Leads eluded a four-agency task force even as it stepped up its hunt for the killers of two Indian students at a US university with help from the Federal Bureau of Investigation (FBI).
"Everything that can be done right now is being done," said Baton Rouge police Sergeant Don Kelly, spokesman of the task force formed a day after the Thursday night's killings at the Louisiana State University (LSU) in Baton Rouge. "There is no shortage of resources being donated to the case," he said.
But the task force has not definitively determined a motive in the murder of two Ph.D. students, Chandrasekhar Reddy Komma, 31, of Hyderabad, and Kiran Kumar Allam, 33, of Kurnool, Kelly said. There was "not enough information available right now to rule anything in or out".
Authorities are in the process of inventorying the apartment - where they could not find any sign of forced entry - to see if anything was missing, Kelly said. Police have determined that there are some items in the apartment that could be unaccounted for, but he would not elaborate.
They are still looking for three men who were seen hurriedly leaving Allam's apartment Thursday night and entering a car driven by another man, who drove into a nearby neighbourhood, Kelly said. Police planned to hand out fliers seeking information about the shootings and hoped to talk to people who live along the streets the car drove down.
Stepping up outside patrols and seeking evidence, task force officers knocked on all doors to interview residents at the Edward Gay Apartments where the two students were fatally shot in the head.
The officers of the task force - made up of the LSU Police Department, Baton Rouge Police Department, Louisiana State Police and East Baton Rouge Parish Sheriff's Office - also continued interviews with the wives and families of the slain students and searched their homes and cars for evidence.
Two LSU Police officers stood guard outside Allam's apartment and the victims' families have not been allowed inside.
Meanwhile, two Indian diplomats Alok Pandey, first secretary at the Indian embassy in Washington and K.P. Pillai, consul at the mission in Houston are meeting the police and the Baton Rouge mayor Monday to learn more about investigations.
The two have had a series of meetings with the victims' spouses, university authorities, police department, the Indian Students Association and the Indian-American community after they came to Baton Rouge following the double murder.

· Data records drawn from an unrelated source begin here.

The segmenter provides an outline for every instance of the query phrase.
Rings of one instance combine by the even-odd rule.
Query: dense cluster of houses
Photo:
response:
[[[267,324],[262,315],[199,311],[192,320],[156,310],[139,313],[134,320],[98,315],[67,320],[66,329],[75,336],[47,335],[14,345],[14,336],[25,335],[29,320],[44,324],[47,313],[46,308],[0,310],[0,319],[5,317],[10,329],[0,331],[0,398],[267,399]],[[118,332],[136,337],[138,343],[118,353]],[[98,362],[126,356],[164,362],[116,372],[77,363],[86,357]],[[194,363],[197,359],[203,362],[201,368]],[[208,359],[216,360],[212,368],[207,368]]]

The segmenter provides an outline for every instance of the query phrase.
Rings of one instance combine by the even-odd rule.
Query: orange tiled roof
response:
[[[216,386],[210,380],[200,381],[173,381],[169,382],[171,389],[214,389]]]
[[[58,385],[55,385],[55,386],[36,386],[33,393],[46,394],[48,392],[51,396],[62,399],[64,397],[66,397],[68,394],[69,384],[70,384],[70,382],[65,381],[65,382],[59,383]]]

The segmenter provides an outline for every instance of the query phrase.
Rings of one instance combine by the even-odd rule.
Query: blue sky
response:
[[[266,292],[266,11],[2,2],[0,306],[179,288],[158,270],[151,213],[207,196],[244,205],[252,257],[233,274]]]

The Indian ambassador to the US, Ronen Sen, who too has spoken to LSU's Sean O'Keefe Sunday, talked on the phone with Kiran Kumar's father Rajaiah Allam, shortly after his arrival from India and assured him of all the help needed by the victims' families.
Besides relatives, a large number of students, members of the Indian American community and local officials, including the city's Mayor-President Melvin "Kip" Holden, attended a memorial service Sunday at a funeral home where the bodies were placed for a couple of hours.
Once the necessary paper work is completed, hopefully Monday, the bodies will be flown to India as requested by the victims' families, Pandey said on phone from Baton Rouge.
The LSU Foundation has established the Komma & Allam Support Fund to assist the students' families.
LSU said it has resolved problems with its emergency notification system and assured that all LSU students, faculty and staff members who opt for it, or have previously done so, will automatically receive text notifications. LSU is also planning a full-scale test of the system Jan 18, which is the first week of classes in the spring semester.
"This tragic and horrible event is a grim reminder that in every community in which we live, there are dangers," O'Keefe said. "When those dangers arise, it is important that we communicate effectively."